Tous trouvent rapidement du travail dans les usines ou grâce aux projets de grande envergure lancés par le gouvernement, tels que l’ambitieux projet hydroélectrique des Snowy Mountains, exigeant la construction d’une quinzaine de barrages et de 7 stations électriques.

En 1959, la population australienne franchit la barre des 10 millions. L’industrie primaire, elle aussi, se porte bien : les prix de la laine et du blé sont remontés et l’Australie exporte ses denrées en masse. Dans les années 60-70, le pays prend de plus en plus d’assurance et développe son identité nationale, culturelle et artistique : Sydney fête l’ouverture de son iconique opéra, le cinéma australien se développe, et un auteur australien remporte le Prix Nobel de littérature.

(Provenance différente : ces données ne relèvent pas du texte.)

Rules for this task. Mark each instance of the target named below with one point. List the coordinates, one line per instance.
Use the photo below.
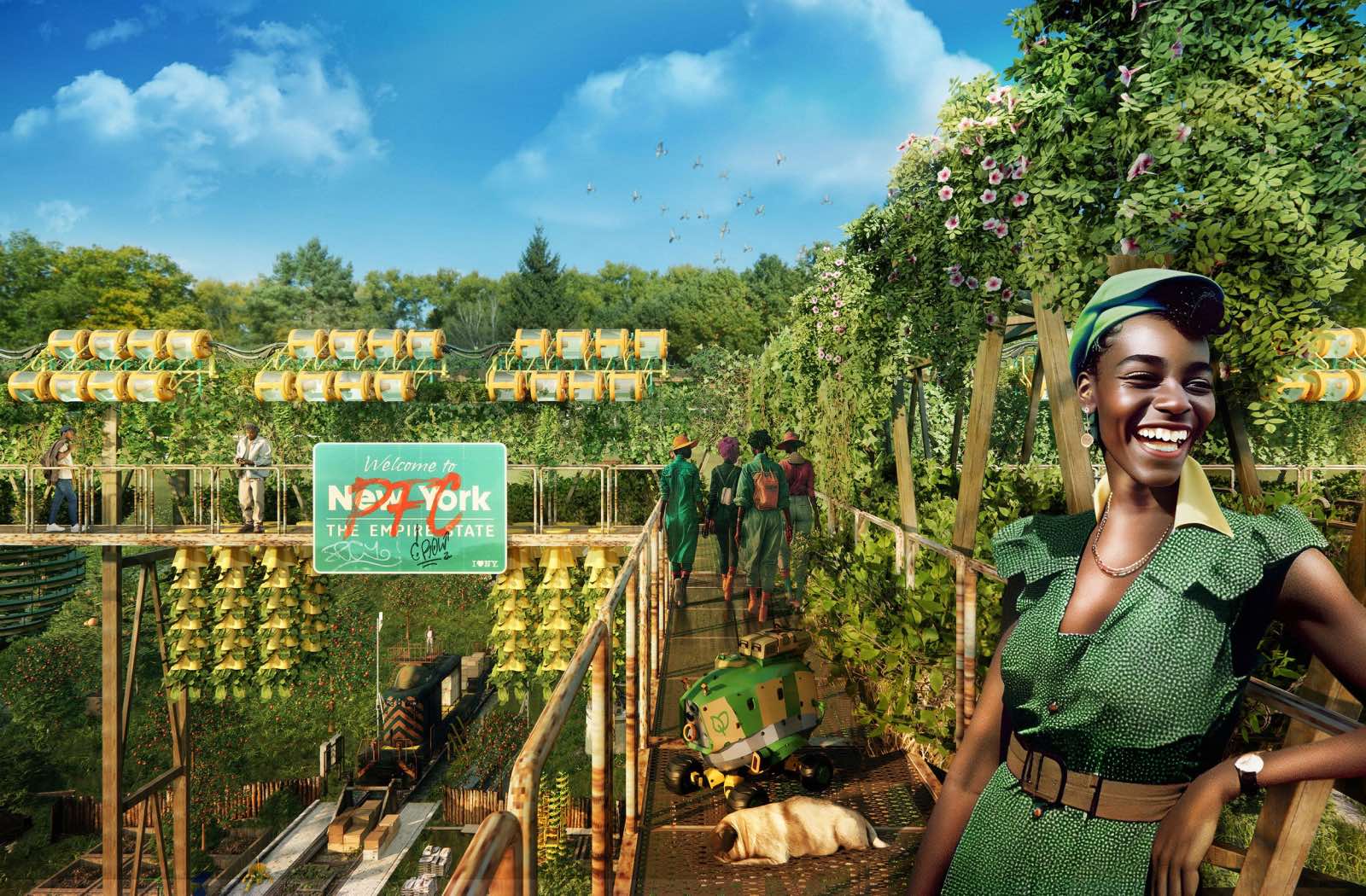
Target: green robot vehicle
(750, 716)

Les droits sociaux des aborigènes deviennent de plus en plus reconnus, ils obtiennent pensions, allocations, extension de leurs droits de vote et reconnaissance de leurs droits sur leurs terres ancestrales. Malgré tout, il faudra attendre l’élection de Kevin Rudd en 2007 pour que le gouvernement australien présente enfin des excuses officielles au peuple aborigène pour leur mauvais traitement lors de la colonisation.

L’Australie et les défis du 21éme siècle

En 2011, l’Australie s’est établie comme une nation riche, jeune et forte. À sa tête, une femme : Julia Gillard, qui a succédé à Kevin Rudd de façon mouvementée. Et si la bonne santé du pays suggère un avenir radieux, il reste encore de nombreux dossiers épineux sur le bureau du gouvernement : mauvaise intégration du peuple aborigène qui souffre du chômage, de violence, de drogue et d’alcoolisme, immigration illégale difficile à contrôler des « boat people », inquiétudes environnementales et question ouverte de la viabilité d’une population en constante augmentation sur le continent le plus aride au monde… Autant de défis que l’Australie se prépare à affronter au 21ème siècle.